KS: Yes, and some of our filmmakers have made similar statements. However, there are many fests that take place in a non-traditional cinema environment. In previous years, we have had screenings in non-cinema environments like Clifton Performance Theatre, The Cincinnati Club, Hollywood Casino, Clifton Cultural Arts Center and more. A smaller, more intimate setting allows filmmakers the opportunity to develop relationships with their audience and other filmmakers.
CB: Last year you told me the following: “We’ve been all-volunteer since our first event in October 2010, which isn’t sustainable long-term for the organization.” Has anything changed since last year?

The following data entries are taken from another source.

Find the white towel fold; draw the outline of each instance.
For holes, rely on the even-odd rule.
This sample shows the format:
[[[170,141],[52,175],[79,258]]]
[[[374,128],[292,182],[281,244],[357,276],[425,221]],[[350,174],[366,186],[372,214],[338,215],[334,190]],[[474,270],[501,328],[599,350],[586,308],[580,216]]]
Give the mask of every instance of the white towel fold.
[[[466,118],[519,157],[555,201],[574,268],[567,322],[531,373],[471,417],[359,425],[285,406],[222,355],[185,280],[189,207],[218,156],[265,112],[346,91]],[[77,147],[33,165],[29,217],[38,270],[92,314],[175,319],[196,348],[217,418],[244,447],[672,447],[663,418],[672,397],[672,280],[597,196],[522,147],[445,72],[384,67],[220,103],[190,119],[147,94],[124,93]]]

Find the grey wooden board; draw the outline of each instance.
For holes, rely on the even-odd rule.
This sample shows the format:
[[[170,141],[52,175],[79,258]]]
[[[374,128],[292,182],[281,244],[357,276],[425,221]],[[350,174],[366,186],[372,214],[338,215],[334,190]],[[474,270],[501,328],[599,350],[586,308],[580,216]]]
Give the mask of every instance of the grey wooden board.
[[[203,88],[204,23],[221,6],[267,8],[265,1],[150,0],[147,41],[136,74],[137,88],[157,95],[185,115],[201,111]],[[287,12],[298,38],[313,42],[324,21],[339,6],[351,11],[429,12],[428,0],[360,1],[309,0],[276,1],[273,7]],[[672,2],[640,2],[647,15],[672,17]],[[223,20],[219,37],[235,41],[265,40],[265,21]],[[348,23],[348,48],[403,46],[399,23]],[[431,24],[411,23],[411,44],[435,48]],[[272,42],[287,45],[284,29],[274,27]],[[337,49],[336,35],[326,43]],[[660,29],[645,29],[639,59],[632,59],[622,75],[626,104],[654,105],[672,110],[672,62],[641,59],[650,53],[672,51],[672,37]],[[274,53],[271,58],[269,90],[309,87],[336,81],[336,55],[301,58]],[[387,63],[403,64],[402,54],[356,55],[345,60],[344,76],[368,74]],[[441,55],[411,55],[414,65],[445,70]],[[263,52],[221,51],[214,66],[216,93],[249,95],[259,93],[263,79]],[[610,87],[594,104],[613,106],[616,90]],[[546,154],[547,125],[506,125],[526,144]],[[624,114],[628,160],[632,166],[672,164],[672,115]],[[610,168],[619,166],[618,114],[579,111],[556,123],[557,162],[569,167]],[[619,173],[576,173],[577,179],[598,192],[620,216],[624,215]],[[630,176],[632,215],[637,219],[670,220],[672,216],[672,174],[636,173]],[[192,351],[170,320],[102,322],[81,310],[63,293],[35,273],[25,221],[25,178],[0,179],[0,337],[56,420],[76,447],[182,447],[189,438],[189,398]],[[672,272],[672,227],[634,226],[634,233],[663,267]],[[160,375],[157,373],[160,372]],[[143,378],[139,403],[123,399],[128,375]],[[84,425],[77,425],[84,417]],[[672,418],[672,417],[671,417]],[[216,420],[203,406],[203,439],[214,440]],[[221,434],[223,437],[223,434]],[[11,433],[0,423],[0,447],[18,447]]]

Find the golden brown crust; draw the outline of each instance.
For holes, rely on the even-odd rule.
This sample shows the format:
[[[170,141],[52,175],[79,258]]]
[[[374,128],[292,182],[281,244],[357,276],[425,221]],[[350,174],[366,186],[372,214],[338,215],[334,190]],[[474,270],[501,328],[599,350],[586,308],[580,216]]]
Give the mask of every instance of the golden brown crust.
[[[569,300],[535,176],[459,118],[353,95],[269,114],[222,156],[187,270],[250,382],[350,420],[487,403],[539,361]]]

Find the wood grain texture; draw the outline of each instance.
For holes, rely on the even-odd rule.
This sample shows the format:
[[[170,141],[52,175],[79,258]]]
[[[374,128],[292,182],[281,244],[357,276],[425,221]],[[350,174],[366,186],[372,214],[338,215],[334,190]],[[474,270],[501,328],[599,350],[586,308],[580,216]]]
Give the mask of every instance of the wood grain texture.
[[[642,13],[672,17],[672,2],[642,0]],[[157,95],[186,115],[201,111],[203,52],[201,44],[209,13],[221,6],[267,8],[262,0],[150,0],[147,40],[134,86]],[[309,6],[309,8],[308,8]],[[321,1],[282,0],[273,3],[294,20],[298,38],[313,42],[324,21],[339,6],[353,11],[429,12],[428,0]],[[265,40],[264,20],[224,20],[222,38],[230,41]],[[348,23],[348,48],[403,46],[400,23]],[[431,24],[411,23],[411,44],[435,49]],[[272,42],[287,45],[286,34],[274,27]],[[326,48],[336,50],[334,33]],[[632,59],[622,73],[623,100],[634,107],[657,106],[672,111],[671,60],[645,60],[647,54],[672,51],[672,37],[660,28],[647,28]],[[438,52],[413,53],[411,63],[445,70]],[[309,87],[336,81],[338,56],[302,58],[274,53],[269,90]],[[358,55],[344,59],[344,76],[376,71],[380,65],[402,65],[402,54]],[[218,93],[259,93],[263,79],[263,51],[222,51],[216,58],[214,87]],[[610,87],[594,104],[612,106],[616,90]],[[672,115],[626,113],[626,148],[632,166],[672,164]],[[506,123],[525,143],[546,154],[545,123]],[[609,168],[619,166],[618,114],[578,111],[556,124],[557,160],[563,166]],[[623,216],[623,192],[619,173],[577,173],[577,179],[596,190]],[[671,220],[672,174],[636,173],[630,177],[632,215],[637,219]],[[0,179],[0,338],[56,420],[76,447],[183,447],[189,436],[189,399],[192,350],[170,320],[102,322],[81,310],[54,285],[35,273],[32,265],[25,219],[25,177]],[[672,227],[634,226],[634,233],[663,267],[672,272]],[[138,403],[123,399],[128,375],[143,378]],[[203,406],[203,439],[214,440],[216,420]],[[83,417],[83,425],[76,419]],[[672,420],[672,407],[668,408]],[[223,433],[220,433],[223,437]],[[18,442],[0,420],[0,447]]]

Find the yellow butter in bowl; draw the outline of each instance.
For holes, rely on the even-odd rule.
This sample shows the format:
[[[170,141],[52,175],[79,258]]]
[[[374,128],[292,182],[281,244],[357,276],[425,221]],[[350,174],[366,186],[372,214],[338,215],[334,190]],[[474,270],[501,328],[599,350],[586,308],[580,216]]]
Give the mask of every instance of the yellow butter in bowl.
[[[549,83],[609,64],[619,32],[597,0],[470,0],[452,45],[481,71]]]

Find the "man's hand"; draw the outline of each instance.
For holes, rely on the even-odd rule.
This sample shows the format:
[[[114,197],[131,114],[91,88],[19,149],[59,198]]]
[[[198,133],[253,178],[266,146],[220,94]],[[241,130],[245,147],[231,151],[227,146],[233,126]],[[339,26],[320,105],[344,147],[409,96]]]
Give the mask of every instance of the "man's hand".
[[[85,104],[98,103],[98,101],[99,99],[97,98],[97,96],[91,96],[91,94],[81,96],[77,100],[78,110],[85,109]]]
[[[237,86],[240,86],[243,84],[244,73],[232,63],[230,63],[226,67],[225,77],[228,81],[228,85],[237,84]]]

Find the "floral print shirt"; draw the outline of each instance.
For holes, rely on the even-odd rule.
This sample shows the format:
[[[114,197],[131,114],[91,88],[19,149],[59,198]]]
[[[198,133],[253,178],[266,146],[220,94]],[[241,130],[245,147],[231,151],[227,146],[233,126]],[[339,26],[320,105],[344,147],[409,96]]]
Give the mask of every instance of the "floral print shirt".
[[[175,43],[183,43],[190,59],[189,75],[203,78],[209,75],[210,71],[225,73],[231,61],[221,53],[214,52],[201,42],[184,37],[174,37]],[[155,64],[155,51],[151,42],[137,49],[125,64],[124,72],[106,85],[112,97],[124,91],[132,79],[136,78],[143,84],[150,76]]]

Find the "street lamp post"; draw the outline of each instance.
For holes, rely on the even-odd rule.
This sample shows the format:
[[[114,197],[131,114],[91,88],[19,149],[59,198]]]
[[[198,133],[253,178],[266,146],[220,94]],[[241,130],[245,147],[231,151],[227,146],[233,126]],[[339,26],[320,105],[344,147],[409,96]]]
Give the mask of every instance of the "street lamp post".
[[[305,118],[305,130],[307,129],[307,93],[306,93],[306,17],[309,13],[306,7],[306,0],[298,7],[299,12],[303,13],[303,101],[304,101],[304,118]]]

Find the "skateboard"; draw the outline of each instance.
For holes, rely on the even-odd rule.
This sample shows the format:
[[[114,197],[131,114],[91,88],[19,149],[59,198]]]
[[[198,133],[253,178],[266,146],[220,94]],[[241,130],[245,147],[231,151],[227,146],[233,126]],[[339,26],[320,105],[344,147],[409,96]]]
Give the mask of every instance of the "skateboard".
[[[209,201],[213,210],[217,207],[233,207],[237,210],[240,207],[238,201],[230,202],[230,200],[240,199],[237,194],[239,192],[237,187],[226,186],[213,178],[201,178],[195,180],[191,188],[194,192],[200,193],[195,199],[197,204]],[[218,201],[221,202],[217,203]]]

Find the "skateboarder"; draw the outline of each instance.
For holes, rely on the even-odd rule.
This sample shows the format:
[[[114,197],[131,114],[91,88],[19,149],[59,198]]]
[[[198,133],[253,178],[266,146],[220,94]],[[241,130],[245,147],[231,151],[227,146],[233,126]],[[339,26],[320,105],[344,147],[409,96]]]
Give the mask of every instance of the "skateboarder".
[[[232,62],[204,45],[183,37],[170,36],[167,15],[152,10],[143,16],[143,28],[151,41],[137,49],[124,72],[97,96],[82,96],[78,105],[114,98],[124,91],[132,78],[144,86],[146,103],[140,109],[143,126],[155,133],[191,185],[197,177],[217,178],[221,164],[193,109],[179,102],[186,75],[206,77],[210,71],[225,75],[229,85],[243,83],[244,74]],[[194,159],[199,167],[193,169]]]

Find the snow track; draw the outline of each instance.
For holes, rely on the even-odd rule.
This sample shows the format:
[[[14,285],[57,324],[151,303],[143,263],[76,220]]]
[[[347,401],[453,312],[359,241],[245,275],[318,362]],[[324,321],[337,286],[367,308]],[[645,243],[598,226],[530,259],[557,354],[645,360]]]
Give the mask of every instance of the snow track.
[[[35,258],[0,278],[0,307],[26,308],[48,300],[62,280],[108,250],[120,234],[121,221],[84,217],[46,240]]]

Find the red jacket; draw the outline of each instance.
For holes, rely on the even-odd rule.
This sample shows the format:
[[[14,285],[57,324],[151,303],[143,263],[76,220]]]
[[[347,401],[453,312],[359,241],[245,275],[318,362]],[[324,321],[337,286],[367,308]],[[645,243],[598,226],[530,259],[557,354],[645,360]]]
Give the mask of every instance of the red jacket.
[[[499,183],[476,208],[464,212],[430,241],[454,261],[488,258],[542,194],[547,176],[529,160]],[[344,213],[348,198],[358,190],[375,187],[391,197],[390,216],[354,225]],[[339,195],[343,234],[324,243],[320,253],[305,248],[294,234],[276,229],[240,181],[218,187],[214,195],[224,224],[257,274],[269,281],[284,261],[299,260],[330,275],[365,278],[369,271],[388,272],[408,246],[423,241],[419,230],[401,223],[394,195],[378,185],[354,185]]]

If not, what can you do to increase volunteer involvement?
KS: A lot has changed this year — and every year. Having an all-volunteer staff is tough enough to retain good people, but now that we have our 501c3 status, I hope we will be able to generate enough income to start to pay some of our key players. The city lending us Tower Place Mall as a venue is a step in the right direction, to have their support for an international cultural event such as this. I continue to learn from the experiences, hardships, mistakes and wins and just hope what I’ve learned is enough to make the festival better every year.
CB: It’s clear you feel passionately about this event. Where do you envision it going in the years ahead?
KS: We will make it smaller next year — scaling back the time and the amount of films in our program to give the best possible experience for filmmakers and film lovers to enjoy the experience and want to support it year after year.
CB: Finally, what’s your favorite part of putting this on each year?
KS: Meeting filmmakers from around the world, showing them the city and introducing new perspectives from those artists that never would have been seen here otherwise.